Zum Verständnis trägt der im Verhältnis zur Länge des Textes umfangreiche Kommentar (S. 39–65) deutlich bei; dabei geht Geus nicht nur auf sprachliche Aspekte und Parallelstellen sowie den Abweichungen zu diesen, sondern insbesondere auch auf die technischen Umstände ein. Abgesehen davon, dass es sich bei der hier vorgestellten Ausgabe um die erste Übersetzung ins Deutsche handelt, ist der Kommentar daher das Hauptargument für den Erwerb dieses ansonsten eher schlanken Büchleins. Es wäre zu wünschen, dass die von Geus eingangs (S. 7) geäußerte Hoffnung, einen Grundstein für weitere Forschungen zu legen, Gehör findet; entsprechende Ausgaben verwandter Texte würden entscheidend dazu beitragen.
Anmerkungen:
1 Vgl. etwa Hultsch, Friedrich, Griechische und römische Metrologie, 2. Aufl., Berlin 1882 (ND 1971).

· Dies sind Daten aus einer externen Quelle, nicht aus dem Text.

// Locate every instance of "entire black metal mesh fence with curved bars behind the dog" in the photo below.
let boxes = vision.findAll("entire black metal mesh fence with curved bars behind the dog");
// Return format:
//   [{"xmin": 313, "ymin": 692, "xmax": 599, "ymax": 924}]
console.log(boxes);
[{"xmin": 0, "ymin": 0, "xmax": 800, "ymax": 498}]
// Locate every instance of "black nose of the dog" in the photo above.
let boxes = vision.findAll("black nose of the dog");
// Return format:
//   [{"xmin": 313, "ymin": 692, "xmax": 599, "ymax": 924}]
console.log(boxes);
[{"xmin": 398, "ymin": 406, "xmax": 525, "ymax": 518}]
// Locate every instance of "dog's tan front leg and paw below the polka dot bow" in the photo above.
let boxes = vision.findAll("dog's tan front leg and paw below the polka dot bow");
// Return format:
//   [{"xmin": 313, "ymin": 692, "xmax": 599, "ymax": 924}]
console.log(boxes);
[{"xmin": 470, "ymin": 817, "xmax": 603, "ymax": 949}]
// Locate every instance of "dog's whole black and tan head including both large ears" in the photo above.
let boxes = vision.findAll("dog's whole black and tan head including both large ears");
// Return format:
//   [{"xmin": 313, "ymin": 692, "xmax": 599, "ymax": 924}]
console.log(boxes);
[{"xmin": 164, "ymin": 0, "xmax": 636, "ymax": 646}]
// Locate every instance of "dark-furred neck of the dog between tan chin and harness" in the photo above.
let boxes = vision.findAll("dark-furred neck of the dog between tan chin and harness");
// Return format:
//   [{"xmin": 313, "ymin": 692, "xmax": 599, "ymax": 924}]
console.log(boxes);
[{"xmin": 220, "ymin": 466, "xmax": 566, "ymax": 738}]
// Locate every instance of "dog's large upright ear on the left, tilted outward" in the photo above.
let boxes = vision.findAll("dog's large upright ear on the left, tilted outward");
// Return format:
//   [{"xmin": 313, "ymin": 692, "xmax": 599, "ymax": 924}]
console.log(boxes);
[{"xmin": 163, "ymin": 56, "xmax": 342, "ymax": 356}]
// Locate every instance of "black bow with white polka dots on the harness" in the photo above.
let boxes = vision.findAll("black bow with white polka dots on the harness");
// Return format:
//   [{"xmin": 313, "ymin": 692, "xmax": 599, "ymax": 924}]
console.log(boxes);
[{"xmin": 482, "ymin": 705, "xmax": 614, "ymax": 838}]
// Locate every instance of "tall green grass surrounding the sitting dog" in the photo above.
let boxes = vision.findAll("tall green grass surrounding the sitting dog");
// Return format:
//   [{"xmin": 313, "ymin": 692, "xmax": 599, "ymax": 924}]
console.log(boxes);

2 Hultsch, Friedrich (Hrsg.), Metrologicorum scriptorum reliquiae, 2 Bde., Leipzig 1864–1866.
3 Vgl. Fuhrmann, Manfred, Art. „Carmen de ponderibus et mensuris“, Der Kleine Pauly 1 (1964), 1056; Gruber, Joachim, Art. „Carmen de ponderibus et mensuris“, Lexikon des Mittelalters 2 (1983), 1512; Schanz, Martin; Hosius, Carl; Krüger, Gustav (Hrsg.), Geschichte der römischen Literatur bis zum Gesetzgebungswerk des Kaisers Justinian, Bd. 4,2: Die Literatur des fünften und sechsten Jahrhunderts, München 1920, S. 37f.
4 Eine Ausnahme stellt Dimitris K. Raïos dar, der sich seit seiner Strasbourger Thése (1979, unpubliziert) mehrfach damit beschäftigt hat, vgl. bes. Recherches sur le Carmen de ponderibus et mensuris, Ioannina 1983.
5 Vgl. nur Gruber, Joachim, Art. „Carmen de ponderibus et mensuris“, Der neue Pauly 2 (1997), Sp. 989f.
6 Hultsch, Friedrich, Art. „Carmen de ponderibus et de mensuris“, RE III, 2 (1899), Sp. 1593f.; PLRE I 325.
7 PLRE II 1046f. In der PLRE (I 325) selbst wird seinem Vater Q. Aurelius Symmachus der Vorzug gegeben (PLRE I 865–871).
8 Riese, Alexander (Hrsg.), Anthologia Latina, Pars I, Fasc. 2, 2. Aufl., Leipzig 1906, Nr. 486.